Question 6 – Calculate correlation coefficients

1. Calculate the correlation coefficients for each pair of variables in #5. Use the argument use = "pairwise.complete.obs" in your call to the cor() function to deal with the missing values.

# correlation of shoe lenght and height
cor(nscc_student_data$ShoeLength, nscc_student_data$Height, use = "pairwise.complete.obs")

## [1] 0.2695881

# correlation of Pulse rate and height
cor(nscc_student_data$PulseRate, nscc_student_data$Height, use = "pairwise.complete.obs")

## [1] 0.2028639

2. Strictly based on the correlation coefficients, which explanatory variable is the better predictor of height?
   Shoe lenght would be a better predictor of height.
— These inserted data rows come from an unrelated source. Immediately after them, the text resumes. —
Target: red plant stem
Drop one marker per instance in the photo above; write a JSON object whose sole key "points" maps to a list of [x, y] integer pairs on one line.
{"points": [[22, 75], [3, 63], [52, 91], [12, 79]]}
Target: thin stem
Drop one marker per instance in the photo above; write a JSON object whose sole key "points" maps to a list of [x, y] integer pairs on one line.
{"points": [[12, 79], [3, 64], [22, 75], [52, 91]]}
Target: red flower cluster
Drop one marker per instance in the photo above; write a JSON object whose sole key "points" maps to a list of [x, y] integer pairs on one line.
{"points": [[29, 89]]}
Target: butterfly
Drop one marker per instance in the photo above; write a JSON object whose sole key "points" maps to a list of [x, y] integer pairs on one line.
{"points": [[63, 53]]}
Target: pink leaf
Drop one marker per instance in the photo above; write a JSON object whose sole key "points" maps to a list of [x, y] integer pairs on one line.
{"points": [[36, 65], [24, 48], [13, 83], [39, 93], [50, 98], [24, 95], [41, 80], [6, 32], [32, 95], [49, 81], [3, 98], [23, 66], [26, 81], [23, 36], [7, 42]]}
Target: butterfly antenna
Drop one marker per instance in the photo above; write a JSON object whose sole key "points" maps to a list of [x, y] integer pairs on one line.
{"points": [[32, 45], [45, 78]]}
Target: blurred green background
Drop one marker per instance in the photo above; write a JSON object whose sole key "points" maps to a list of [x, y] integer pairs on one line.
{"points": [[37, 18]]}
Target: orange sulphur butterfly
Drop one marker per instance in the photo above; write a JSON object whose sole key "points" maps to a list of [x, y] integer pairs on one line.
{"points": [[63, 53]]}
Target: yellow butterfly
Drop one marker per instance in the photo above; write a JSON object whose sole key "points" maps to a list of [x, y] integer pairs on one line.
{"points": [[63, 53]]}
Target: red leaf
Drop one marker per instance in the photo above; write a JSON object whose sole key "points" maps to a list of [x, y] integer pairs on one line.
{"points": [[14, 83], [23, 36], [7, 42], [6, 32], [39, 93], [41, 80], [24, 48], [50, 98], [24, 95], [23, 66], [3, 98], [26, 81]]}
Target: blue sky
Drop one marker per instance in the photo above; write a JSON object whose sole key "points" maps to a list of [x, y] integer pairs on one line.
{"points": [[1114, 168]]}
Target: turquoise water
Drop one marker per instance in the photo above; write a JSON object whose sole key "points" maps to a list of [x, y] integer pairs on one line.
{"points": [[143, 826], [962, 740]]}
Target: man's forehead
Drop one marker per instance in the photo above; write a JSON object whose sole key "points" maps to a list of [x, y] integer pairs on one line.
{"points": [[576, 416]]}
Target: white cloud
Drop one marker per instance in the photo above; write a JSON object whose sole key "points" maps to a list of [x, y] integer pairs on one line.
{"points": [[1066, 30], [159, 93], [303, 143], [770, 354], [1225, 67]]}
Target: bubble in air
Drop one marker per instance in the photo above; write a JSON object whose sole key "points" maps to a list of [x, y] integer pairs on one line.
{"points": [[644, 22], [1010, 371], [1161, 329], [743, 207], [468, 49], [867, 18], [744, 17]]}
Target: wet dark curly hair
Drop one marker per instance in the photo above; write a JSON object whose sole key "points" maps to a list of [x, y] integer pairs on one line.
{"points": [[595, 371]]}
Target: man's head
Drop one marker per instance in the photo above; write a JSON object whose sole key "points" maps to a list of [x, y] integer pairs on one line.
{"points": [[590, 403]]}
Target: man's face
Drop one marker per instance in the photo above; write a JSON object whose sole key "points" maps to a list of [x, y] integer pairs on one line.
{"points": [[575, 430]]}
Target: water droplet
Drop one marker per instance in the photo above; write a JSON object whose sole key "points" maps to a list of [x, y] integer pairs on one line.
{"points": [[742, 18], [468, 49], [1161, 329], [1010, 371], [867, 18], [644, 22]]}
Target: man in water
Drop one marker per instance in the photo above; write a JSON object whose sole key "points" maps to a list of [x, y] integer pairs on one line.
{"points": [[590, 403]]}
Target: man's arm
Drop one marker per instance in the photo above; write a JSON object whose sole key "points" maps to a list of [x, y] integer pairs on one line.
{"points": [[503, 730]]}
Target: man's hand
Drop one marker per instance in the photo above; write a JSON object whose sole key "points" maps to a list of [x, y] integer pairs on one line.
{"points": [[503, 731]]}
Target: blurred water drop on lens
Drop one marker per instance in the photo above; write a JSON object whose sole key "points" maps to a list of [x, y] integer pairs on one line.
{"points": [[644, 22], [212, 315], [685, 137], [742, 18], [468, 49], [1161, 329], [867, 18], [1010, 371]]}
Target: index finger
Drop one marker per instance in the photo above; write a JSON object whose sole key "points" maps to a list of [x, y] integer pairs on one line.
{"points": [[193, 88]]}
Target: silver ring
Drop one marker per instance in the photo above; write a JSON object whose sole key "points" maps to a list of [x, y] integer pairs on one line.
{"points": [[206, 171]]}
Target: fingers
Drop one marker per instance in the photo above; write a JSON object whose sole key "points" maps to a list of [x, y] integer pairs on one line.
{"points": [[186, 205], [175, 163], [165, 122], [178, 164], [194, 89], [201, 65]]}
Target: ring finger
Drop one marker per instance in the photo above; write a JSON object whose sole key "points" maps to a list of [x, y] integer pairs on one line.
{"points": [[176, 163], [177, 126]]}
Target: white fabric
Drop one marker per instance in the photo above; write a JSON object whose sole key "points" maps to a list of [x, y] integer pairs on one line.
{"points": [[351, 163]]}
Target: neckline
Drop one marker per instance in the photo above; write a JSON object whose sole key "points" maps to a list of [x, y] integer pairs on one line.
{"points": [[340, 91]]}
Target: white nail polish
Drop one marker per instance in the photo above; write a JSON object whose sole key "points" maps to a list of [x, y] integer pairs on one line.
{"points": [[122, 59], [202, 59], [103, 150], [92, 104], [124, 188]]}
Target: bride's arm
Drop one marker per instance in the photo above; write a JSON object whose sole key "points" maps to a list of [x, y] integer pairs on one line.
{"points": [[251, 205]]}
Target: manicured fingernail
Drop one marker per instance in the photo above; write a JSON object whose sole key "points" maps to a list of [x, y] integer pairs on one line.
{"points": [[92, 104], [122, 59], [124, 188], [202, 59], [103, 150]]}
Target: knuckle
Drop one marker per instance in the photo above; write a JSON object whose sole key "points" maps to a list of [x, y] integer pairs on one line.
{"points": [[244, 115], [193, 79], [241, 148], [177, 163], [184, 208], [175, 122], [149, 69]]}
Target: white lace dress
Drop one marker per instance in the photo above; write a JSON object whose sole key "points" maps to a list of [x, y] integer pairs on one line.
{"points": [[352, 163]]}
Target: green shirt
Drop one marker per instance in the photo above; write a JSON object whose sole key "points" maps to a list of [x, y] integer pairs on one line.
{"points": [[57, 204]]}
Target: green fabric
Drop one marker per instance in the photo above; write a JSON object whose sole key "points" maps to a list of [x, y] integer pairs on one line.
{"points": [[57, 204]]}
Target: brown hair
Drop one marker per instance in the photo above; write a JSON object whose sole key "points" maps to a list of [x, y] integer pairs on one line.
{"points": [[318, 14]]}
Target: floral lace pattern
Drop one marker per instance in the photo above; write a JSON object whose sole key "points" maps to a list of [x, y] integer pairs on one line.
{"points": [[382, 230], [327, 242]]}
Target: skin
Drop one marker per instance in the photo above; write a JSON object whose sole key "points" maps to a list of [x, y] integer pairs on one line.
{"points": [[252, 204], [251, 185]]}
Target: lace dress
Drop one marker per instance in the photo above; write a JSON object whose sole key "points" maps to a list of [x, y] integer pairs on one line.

Question 7 – Creating and using a regression equation

1. Create a linear model for height as the response variable with shoe length as a predictor variable.

# Linear model
(lm2 <- lm(Height ~ ShoeLength, data = nscc_student_data))

## 
## Call:
## lm(formula = Height ~ ShoeLength, data = nscc_student_data)
## 
## Coefficients:
## (Intercept)   ShoeLength  
##      60.365        0.566

The equation is:
y = 60.365 + 0.566x

2. Use that model to predict the height of someone who has a 10" shoelength

# Height of someone with 10" shoe lenght
60.365 + 0.566 * 10

## [1] 66.025

The height would be 66.025 inches.

3. Do you think that prediction is an accurate one? Explain why or why not.
   Yes it is accurate. The answer seems pretty close to the points in the scatterplot.

Question 8 – Poor Models

a.) You hopefully found that these were both poor models. Which pair of variables would you have expected to have a poor/no relationship before your analysis?
Height and pulse rate.

b.) Perhaps you expected the other pair of variables to have a stronger relationship than it did. Can you come up with any reasoning for why the relationship did not turn out to be very strong?
Usuallly when we make that assumption is based on people around us. I don’t know if the nscc student data was randomly selected but we have a more people at once to analyze it. So there are many possibilities.